La fin du religieux comme
mode de gouvernement. Le gouverner par le religieux
se base sur des affirmations non vérifiées, pouvant nier l’évidence de faits
les contredisant, expliquant ces faits par le concept de mystère de
l’intelligence créatrice du fait, de l’obligation de l’humain
de croire, de prier et de faire des offrandes pour entretenir l’intérêt
du créateur envers ses « fidèles ».
Le
fait religieux est toujours basé sur la certitude qu’une relation existe
entre un monde invisible, et le monde visible dans lequel nous existons.
Surtout la certitude que l’on peut capter les forces du monde invisible
en faveur du monde visible. Le premier des usages fut lié à la vie par la
chasse, la pêche ou la culture. C’est ainsi que prirent grands pouvoirs
ceux qui savaient mobiliser ces forces en faveur du clan ou du groupe, puis de
la société en général quel que soit son mode de gouvernement. Il leur suffisait
de savoir donner le bon conseil, c'est-à-dire celui qui se réalise. Savoir
faire ce qu’il fallait.
On
retrouve en vrac et grosso modo les pratiques Vaudou, les faits de Moïse, le
Sacrifice du Consul Romain Decius, le Sacrifice d’Abraham peut en faire
partie et tous gestes de cette nature où l’humain va chercher, ou
subit, les forces d’un monde
parallèle pour les porter au bénéfice des siens ou de lui-même.
La connaissance. Elle accroît la
puissance de celui qui est chargé du fait religieux. Du coup elle devient
stratégique et doit rester secrète, en raison de la responsabilité qui touche
ceux qui sont chargé du fait religieux. Pour ne pas donner cette connaissance à
qui serait incapable d’en faire bon usage. Ici entre en jeu un Abel mais
également un Moïse et puis un Jésus. On peut penser qu’ils ont acquis une
connaissance supérieure à celle des Religieux, mais en dehors d’eux et
peut-être contre eux. Il faut les soumettre ou les détruire car ils
échapperaient à tout contrôle.
Donc entre en jeu Caïn.
Mais si le modèle Abélien tient ses promesses, il sera tôt ou tard comme tout
humain obligé de quitter ce monde. Mais il peut le quitter avec un sentiment de
violence contre le monde de Caïn. Dans ce cas ses pouvoirs venant d’outre
monde ne cesseront de martyriser le monde de Caïn, jusqu’à ce qu’il
ait pu établir le Quintilien du sort qu’il subit. C’est ici que
prières et offrandes se multiplient sans fin et ne servent à rien sans
explications exactes.
Liberté de Presse. C’est la liberté de
présenter analyses et conclusions sur du vrai, non sur du faux. C’est la
liberté d’un Galilée, non celle d’un Hitler. Ceux qui défendent la
liberté de la presse sans normes obligatoires de vérité vont vers l’obédience
Nazie. La Bible interdit le mensonge, le médire, le « la
femme de césar ne saurait être suspectée » affine le devoir de
vérité et de précision pour raisons politiques. Les mensonges de Hitler et des
Nazis ont exposé l’Allemagne à la réciprocité des actes qu’il a
fait commettre au nom de sa vérité. Ainsi
procède l’ordre des énergies, par l’équilibre des balances.

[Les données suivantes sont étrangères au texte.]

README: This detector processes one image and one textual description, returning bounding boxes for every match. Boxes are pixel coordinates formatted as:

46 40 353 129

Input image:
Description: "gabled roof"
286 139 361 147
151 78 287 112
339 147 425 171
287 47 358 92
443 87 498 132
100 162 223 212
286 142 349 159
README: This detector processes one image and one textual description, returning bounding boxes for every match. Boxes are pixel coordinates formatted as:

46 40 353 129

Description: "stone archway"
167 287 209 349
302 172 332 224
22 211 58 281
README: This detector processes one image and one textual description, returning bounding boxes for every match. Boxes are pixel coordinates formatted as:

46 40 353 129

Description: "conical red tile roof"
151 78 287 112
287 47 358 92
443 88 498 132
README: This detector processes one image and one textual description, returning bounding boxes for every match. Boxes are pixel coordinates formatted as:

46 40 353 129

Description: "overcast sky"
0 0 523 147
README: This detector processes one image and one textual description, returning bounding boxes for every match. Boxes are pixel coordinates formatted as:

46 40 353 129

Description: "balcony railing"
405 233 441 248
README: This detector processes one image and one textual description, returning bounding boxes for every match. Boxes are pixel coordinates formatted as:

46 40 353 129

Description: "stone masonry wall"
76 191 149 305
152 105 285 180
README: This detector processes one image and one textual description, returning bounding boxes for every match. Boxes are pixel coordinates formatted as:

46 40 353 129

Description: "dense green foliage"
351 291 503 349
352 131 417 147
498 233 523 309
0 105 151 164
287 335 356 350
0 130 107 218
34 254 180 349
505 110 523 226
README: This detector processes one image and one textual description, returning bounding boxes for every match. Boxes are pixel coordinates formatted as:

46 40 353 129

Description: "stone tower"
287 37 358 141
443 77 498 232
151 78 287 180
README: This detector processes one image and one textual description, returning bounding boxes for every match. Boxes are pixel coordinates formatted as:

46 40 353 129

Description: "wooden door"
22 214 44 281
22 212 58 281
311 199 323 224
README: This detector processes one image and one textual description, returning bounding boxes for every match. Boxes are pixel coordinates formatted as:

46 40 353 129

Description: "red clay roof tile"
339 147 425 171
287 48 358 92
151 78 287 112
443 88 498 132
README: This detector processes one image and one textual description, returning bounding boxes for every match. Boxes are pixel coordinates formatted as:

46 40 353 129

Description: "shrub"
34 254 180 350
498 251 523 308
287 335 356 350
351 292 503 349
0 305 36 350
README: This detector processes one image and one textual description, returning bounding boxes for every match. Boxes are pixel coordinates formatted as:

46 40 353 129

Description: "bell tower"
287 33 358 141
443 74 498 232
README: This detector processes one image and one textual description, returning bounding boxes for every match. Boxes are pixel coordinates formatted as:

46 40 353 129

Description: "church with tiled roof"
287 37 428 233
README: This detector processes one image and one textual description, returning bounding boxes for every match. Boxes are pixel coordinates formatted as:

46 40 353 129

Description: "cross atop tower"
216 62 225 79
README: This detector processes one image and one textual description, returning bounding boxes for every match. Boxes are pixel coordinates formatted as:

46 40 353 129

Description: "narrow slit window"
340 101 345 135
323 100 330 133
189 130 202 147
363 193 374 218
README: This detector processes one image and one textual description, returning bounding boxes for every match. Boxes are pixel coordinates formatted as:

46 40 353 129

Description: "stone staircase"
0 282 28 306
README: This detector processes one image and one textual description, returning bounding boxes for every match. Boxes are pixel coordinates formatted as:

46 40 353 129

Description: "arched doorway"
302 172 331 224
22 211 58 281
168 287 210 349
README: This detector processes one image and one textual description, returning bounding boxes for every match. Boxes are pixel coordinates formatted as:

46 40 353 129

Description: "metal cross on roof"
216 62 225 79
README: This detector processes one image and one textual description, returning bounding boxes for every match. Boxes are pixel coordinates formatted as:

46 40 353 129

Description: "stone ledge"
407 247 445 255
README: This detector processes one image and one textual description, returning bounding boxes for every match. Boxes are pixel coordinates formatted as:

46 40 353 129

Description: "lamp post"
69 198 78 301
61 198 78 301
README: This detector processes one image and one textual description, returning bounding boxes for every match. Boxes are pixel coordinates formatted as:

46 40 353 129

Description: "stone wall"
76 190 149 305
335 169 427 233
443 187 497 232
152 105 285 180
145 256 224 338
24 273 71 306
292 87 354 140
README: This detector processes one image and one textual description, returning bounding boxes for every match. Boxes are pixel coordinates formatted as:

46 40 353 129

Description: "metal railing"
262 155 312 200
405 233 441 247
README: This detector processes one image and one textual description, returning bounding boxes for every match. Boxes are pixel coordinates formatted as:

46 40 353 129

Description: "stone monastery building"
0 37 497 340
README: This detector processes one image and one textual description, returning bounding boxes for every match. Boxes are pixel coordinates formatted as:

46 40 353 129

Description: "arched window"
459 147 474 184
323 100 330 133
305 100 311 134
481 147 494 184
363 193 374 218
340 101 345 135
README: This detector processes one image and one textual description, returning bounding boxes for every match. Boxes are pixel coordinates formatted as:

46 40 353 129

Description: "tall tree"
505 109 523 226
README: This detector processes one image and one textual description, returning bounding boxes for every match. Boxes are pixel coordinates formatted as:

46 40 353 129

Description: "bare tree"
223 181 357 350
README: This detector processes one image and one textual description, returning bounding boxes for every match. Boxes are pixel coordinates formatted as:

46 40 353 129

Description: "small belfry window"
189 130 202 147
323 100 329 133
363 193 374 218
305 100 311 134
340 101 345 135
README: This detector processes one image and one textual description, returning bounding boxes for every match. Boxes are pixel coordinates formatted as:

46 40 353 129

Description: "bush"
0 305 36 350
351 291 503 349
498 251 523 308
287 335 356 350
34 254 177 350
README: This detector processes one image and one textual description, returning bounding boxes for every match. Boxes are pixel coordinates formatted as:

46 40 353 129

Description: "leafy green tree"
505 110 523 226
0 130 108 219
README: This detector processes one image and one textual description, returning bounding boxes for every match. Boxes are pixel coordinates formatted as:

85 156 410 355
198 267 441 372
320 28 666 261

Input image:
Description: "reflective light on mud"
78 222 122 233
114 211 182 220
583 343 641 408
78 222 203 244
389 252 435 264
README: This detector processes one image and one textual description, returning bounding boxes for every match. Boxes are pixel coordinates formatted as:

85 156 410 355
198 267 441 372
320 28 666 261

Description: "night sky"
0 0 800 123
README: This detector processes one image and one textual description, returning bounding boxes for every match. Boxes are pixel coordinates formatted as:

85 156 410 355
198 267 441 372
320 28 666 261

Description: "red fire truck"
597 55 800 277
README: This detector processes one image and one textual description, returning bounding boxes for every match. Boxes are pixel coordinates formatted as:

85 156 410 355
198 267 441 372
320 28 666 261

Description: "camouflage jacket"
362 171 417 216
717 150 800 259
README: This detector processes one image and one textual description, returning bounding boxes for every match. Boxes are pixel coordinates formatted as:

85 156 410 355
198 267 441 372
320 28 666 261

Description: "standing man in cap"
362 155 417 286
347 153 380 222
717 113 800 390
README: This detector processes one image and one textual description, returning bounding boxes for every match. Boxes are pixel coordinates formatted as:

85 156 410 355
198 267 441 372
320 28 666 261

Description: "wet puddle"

La Religion du Quintilien. Si un ordre religieux est un
ordre moral, il est assujetti plus que tout autre à l’exactitude.
Celle-ci passe par la maîtrise du Quintilien de tout objet, de tout fait, de
tout phénomène, de tout comportement, de tout processus, bref de tout ce qui
existe. Mais également la cohérence pour l’enchaînement des Quintiliens.
Telles seront les Religions, si elles veulent continuer à exister. Un travail
de fond a commencé qui va rendre les humains toujours plus exigeants en matière
d’exactitude et de cohérence, en matière d’explications
procédurales des phénomènes. Car c’est en les connaissant que chacun
retrouve le véritable sentiment de Liberté. Le « être
maître de moi comme de l’Univers » du poète Latin Horace, passe par la connaissance parfaite de chaque
Quintilien du phénomène qui nous touche ou se passe en nous.
L’individu est
alors en équilibre avec les forces agissantes de l’Univers. Il peut les
libérer avec d’autant plus de puissance qu’est vaste et cohérent
l’enchaînement des Quintiliens dans l’espace des objets du tableau TF (B).